I hear the 290 calling my name. She wants to be up and around. You up to another session of "Brain-Picking?"

Later,
Jim


----------



## Reckers (Oct 11, 2009)

Jim,

Let's start with wire: dealer's choice. I'd go with what's easiest for you, provided the gauge is the same.

Let Willie dance, and devil take the hindmost. *L* You can always replace it later. There's always room for whimsy and creativity. Finally, I'm going to suggest a delay on the Brain-Picking, simply because I'm going to be off-line shortly. I'm at work, right now. Will be computer accessible till about 11:30 edt, then across town in meetings till suppertime, tonight. I may get on a few minutes this evening, but we're in the last stages of packing before the move. Tomorrow, I'll be online briefly---gone by 8:30 am to more meetings across town. My boss gets nervous if I'm not close by when equipment is being leased. Will be there till the end of the workday. Then home to pack and move by the van-load. Saturday I rent a truck and clear the storage sheds; Sunday, we move mini-van loads all day, clean, and shut down the tv, pc, and get them ready to go. Monday is moving, with no pc service, yet. Tuesday, the internet gets hooked up but the honey-does commence. *L* So, I won't be much use to anyone till late next week. However, that's no reason for you to hold off looking at it, and I'll be happy to respond when I can. Just don't take a delayed response to indicate disinterest. I'd much rather be talking trains than to be doing what I'll be doing.


----------



## Stillakid (Jan 12, 2010)

You sound like your, "Cup Runneth Over!":laugh:

I'm sure that, even though I'll have a million questions, I can survive for a few weeks The real question is, "Will You?"

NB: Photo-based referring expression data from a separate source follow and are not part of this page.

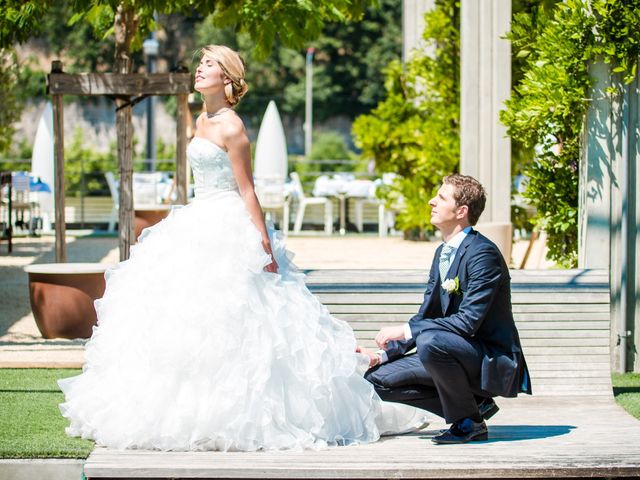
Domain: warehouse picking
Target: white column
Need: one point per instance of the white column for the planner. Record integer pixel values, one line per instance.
(485, 84)
(609, 235)
(413, 25)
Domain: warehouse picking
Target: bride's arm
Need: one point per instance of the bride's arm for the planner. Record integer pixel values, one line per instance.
(239, 150)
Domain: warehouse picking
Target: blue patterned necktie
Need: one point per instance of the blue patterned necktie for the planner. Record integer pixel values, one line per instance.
(444, 264)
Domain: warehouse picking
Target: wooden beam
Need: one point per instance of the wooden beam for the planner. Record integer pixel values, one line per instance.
(183, 117)
(127, 84)
(124, 131)
(58, 141)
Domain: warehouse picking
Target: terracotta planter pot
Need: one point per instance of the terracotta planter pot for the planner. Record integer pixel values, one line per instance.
(62, 296)
(148, 215)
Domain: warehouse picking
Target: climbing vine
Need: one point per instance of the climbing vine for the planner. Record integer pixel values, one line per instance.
(547, 109)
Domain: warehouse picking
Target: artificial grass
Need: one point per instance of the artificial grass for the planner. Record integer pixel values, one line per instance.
(626, 388)
(31, 425)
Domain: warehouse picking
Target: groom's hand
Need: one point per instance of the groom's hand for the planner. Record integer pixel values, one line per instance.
(374, 358)
(388, 334)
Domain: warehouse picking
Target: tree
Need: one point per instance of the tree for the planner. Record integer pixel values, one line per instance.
(414, 132)
(129, 21)
(10, 111)
(348, 65)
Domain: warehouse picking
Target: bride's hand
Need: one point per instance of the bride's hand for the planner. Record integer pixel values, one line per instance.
(272, 267)
(374, 358)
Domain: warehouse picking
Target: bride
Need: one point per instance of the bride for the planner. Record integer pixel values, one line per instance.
(207, 337)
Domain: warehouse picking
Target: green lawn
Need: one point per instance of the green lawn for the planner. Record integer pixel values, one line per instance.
(30, 423)
(626, 388)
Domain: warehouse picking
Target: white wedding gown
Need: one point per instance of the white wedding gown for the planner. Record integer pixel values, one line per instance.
(198, 348)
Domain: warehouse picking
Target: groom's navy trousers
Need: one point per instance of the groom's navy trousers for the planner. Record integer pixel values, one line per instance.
(466, 342)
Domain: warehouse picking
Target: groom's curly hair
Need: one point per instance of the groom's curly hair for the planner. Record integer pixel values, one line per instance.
(469, 192)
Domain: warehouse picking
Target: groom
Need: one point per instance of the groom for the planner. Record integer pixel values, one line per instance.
(467, 345)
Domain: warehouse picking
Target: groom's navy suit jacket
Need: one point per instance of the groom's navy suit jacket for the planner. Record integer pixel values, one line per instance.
(481, 311)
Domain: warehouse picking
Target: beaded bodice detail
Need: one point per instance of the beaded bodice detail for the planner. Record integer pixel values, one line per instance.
(211, 168)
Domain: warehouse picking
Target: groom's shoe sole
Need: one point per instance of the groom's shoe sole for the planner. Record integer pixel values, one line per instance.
(476, 438)
(464, 432)
(488, 408)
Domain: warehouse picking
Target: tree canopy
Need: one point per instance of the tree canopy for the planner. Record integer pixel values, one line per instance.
(293, 22)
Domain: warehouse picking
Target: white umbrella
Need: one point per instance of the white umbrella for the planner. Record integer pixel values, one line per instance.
(42, 164)
(271, 147)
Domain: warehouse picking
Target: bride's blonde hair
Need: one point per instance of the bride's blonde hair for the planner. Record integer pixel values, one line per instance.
(232, 65)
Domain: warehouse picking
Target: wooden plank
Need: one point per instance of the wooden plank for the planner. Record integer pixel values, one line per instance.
(416, 298)
(127, 84)
(124, 131)
(532, 437)
(183, 117)
(548, 318)
(58, 141)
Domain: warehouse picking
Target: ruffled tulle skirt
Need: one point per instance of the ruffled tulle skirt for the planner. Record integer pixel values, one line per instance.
(198, 348)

Take care of yourself. The thought of being left here with only the "O+" guys is scary:laugh::laugh::laugh:

Thanks,
Jim


----------



## Reckers (Oct 11, 2009)

You'll do fine, Jim. Just remember those other gauges are collectively referred to as "Subordinate gauges" and deal with them in that manner. Have fun with your locomotives---my guess is you'll have them burning up the tracks long before I get the move over with!

Thanks,


----------